In vivo Pooled Screening: A Scalable Tool to Study the Complexity of Aging and Age-Related Disease

Abstract

Biological aging, and the diseases of aging, occur in a complex in vivo environment, driven by multiple interacting processes. A convergence of recently developed technologies has enabled in vivo pooled screening: direct administration of a library of different perturbations to a living animal, with a subsequent readout that distinguishes the identity of each perturbation and its effect on individual cells within the animal. Such screens hold promise for efficiently applying functional genomics to aging processes in the full richness of the in vivo setting. In this review, we describe the technologies behind in vivo pooled screening, including a range of options for delivery, perturbation and readout methods, and outline their potential application to aging and age-related disease. We then suggest how in vivo pooled screening, together with emerging innovations in each of its technological underpinnings, could be extended to shed light on key open questions in aging biology, including the mechanisms and limits of epigenetic reprogramming and identifying cellular mediators of systemic signals in aging.

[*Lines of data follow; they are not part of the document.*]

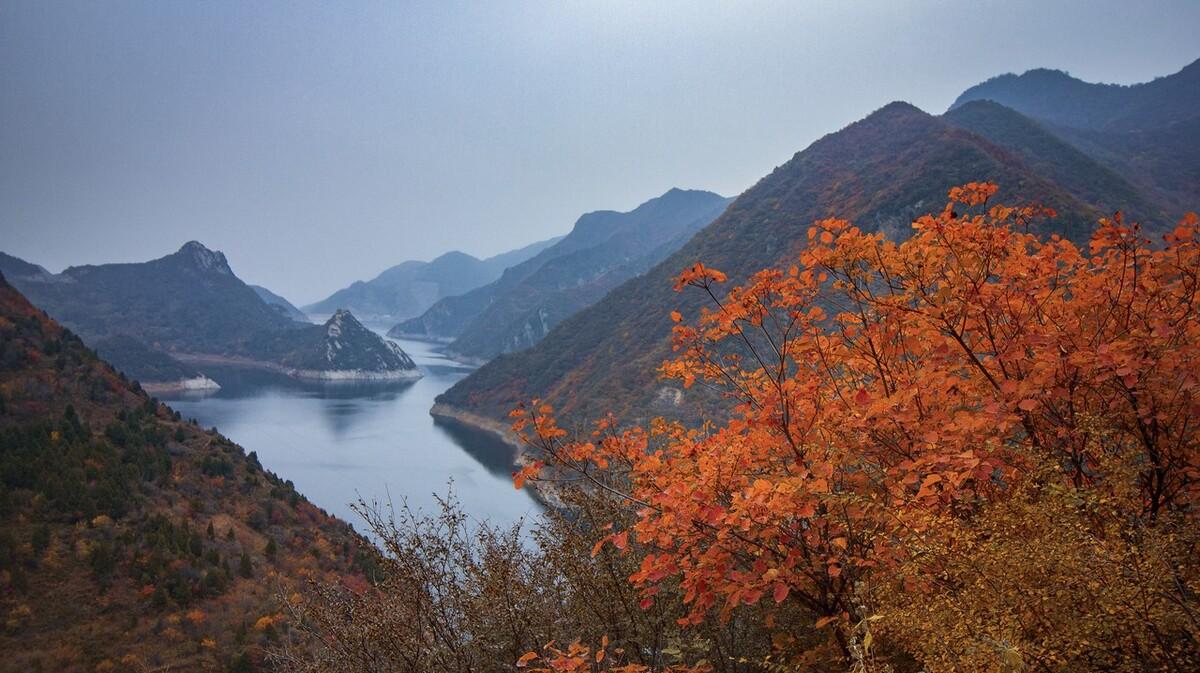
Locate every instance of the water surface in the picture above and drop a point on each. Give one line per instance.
(340, 442)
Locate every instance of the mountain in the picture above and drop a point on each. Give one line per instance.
(190, 306)
(604, 250)
(1150, 132)
(411, 287)
(16, 268)
(131, 539)
(189, 301)
(340, 349)
(141, 362)
(1053, 157)
(880, 173)
(1062, 100)
(281, 304)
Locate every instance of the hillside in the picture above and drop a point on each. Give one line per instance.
(1149, 133)
(131, 539)
(1062, 100)
(339, 349)
(880, 173)
(1050, 156)
(189, 300)
(412, 287)
(604, 250)
(277, 301)
(191, 306)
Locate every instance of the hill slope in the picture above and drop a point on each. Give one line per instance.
(603, 250)
(129, 538)
(1062, 100)
(881, 173)
(190, 305)
(1053, 157)
(286, 306)
(1149, 133)
(412, 287)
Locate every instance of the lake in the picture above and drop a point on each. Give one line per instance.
(340, 442)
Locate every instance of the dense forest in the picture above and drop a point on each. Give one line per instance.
(973, 450)
(132, 539)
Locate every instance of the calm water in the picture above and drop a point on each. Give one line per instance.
(339, 442)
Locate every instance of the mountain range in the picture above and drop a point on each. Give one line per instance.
(603, 250)
(880, 173)
(168, 316)
(280, 304)
(130, 538)
(409, 288)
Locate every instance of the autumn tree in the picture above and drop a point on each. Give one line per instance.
(972, 450)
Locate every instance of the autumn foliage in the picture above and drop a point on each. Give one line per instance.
(972, 450)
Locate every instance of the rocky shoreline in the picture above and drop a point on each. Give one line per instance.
(305, 374)
(181, 385)
(544, 492)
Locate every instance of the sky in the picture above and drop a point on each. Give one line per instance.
(319, 143)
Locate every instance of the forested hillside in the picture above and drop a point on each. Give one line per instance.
(130, 538)
(880, 173)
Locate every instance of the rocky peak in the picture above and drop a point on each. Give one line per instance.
(203, 258)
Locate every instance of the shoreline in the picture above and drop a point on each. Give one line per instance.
(349, 376)
(543, 492)
(491, 426)
(181, 385)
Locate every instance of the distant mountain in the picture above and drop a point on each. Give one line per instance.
(1061, 100)
(604, 250)
(340, 349)
(130, 536)
(881, 173)
(411, 287)
(138, 361)
(190, 306)
(1057, 160)
(1149, 133)
(281, 304)
(16, 268)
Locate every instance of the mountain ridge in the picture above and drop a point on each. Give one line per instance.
(603, 250)
(191, 302)
(411, 287)
(880, 172)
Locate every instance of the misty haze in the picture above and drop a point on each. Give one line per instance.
(609, 336)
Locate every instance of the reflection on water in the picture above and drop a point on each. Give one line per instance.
(339, 442)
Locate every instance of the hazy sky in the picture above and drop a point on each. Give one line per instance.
(321, 143)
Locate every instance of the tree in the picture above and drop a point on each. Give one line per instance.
(977, 445)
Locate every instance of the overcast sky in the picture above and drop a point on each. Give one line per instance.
(319, 143)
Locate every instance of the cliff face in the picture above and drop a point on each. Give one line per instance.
(604, 250)
(191, 306)
(130, 538)
(342, 348)
(880, 173)
(409, 288)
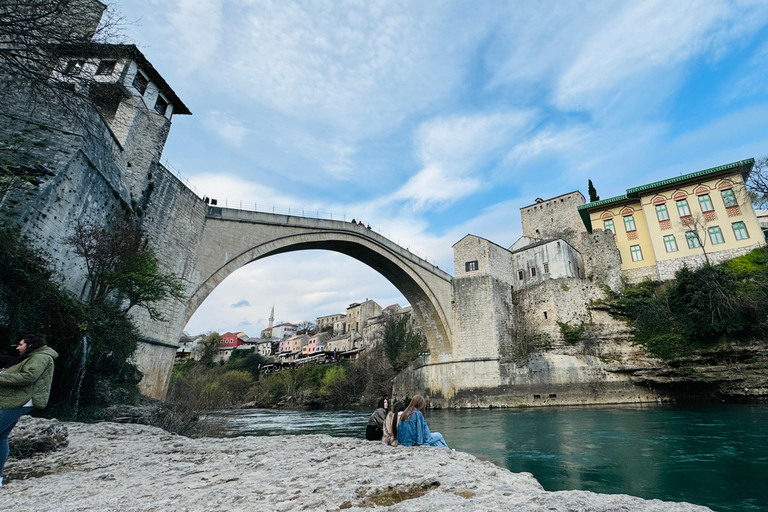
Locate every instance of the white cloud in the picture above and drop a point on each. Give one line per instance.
(453, 151)
(195, 29)
(228, 128)
(647, 41)
(547, 140)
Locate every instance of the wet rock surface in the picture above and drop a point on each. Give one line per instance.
(129, 467)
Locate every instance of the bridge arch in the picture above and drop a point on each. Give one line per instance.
(427, 288)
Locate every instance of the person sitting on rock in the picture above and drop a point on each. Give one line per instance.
(375, 429)
(390, 424)
(25, 384)
(413, 430)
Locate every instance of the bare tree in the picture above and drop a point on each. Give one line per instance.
(121, 267)
(306, 327)
(757, 183)
(36, 34)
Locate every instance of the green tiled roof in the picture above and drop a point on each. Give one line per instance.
(632, 193)
(584, 209)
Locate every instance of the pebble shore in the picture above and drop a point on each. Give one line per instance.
(127, 468)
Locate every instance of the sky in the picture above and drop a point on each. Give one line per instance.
(430, 120)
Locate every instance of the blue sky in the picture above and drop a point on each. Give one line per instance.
(431, 120)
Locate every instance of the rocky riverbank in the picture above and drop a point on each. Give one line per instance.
(124, 467)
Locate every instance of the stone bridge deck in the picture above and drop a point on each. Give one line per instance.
(233, 238)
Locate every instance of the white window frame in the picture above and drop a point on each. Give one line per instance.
(716, 235)
(705, 200)
(670, 244)
(729, 197)
(629, 223)
(740, 233)
(661, 212)
(692, 237)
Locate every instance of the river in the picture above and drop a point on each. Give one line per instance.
(713, 455)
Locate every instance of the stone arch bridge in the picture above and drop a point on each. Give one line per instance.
(232, 238)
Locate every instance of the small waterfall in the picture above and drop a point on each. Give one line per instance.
(84, 348)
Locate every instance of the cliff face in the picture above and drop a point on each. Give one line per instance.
(597, 370)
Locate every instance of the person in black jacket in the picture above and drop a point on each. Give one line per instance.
(375, 429)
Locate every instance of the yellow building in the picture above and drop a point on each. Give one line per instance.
(687, 220)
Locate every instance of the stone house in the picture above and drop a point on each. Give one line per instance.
(188, 347)
(317, 342)
(334, 323)
(682, 221)
(358, 315)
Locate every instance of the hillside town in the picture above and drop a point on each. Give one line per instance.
(332, 338)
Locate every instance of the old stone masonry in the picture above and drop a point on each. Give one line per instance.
(493, 328)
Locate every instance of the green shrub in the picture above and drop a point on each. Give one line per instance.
(572, 335)
(699, 307)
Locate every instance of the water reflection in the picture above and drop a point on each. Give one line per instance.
(710, 455)
(274, 422)
(713, 455)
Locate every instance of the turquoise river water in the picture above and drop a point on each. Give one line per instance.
(713, 455)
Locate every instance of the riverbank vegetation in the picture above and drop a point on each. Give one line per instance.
(202, 385)
(95, 338)
(700, 308)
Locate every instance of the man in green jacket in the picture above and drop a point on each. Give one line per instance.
(24, 385)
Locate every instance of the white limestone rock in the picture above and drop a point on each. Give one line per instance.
(126, 467)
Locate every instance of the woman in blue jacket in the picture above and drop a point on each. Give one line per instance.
(413, 430)
(24, 385)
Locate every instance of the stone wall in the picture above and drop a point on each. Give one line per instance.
(90, 183)
(637, 275)
(667, 268)
(553, 218)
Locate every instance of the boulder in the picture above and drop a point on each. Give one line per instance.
(31, 436)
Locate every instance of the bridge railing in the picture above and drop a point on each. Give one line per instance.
(255, 206)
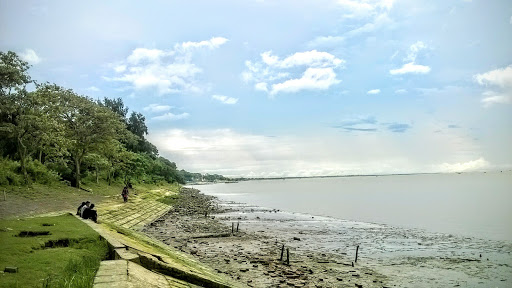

Keywords: aging models; animal models; barcoding; direct in vivo screening; gene therapy; in vivo; pooled screening; single cell sequencing.

FIGURE 1

Complexity of aging is overlooked by in vitro models: Aging in vivo exposes cells to diverse stimuli, which drive and regulate the aging process. Most of these stimuli, including signals from other cells and organs, are absent in vitro. This can in some cases be addressed with specialized growth conditions (e.g. in hydrogels), or by co-culturing 2 cell types. But no current system addresses all of these factors, let alone factors we have yet to discover. This motivates the study of aging in its natural, in vivo, environment.

FIGURE 2

The process of an in vivo pooled screen. In vivo pooled screens require careful choices at five key steps of the process. To illustrate this in practice, we include the decision-process for a hypothetical screen setup inspired by a published in vitro screen (Theodoris et al., 2020): The screen looks for treatments for aortic valve disease caused by Notch1 loss of function. Since mechanical forces affect the disease, an ideal model would have heart size and structure similar to humans, e.g. a Notch1 loss of function pig model. To find potential therapies, the screen could focus on secreted ligands, which could be developed as biologics. Suitable barcodes and a fluorescent reporter would also be included in perturbation constructs. Cardiomyocytes are non-replicating and can be transduced well by adeno-associated virus, but no serotype exists that targets these cells without transducing e.g. the liver. Thus intracardiac injection would best limit the perturbations to cardiomyocytes. Previous work had identified a gene network characteristic of disease, so measuring the transcriptomic state of perturbed cells would be the ideal readout. For cardiomyocytes, single-nucleus sequencing is likely to yield better quality data than whole-cell sequencing. This means that the library should be constructed with a nuclear-localized reporter. Additional considerations are noted in the figure, and discussed in the text.

FIGURE 3

Key differences between pooled and traditional in vivo testing: In non-pooled in vivo experiments, animal-to-animal variability in phenotypes of interest and in response to perturbation necessitates using large cohorts. With in vivo pooled screening, the effect of perturbations is measured relative to unperturbed cells in the same animal, side-stepping inter-animal phenotypic variability. Because large cohorts are not required, the most relevant species and/or animals with spontaneous age-related disease can be used in place of commonly available models.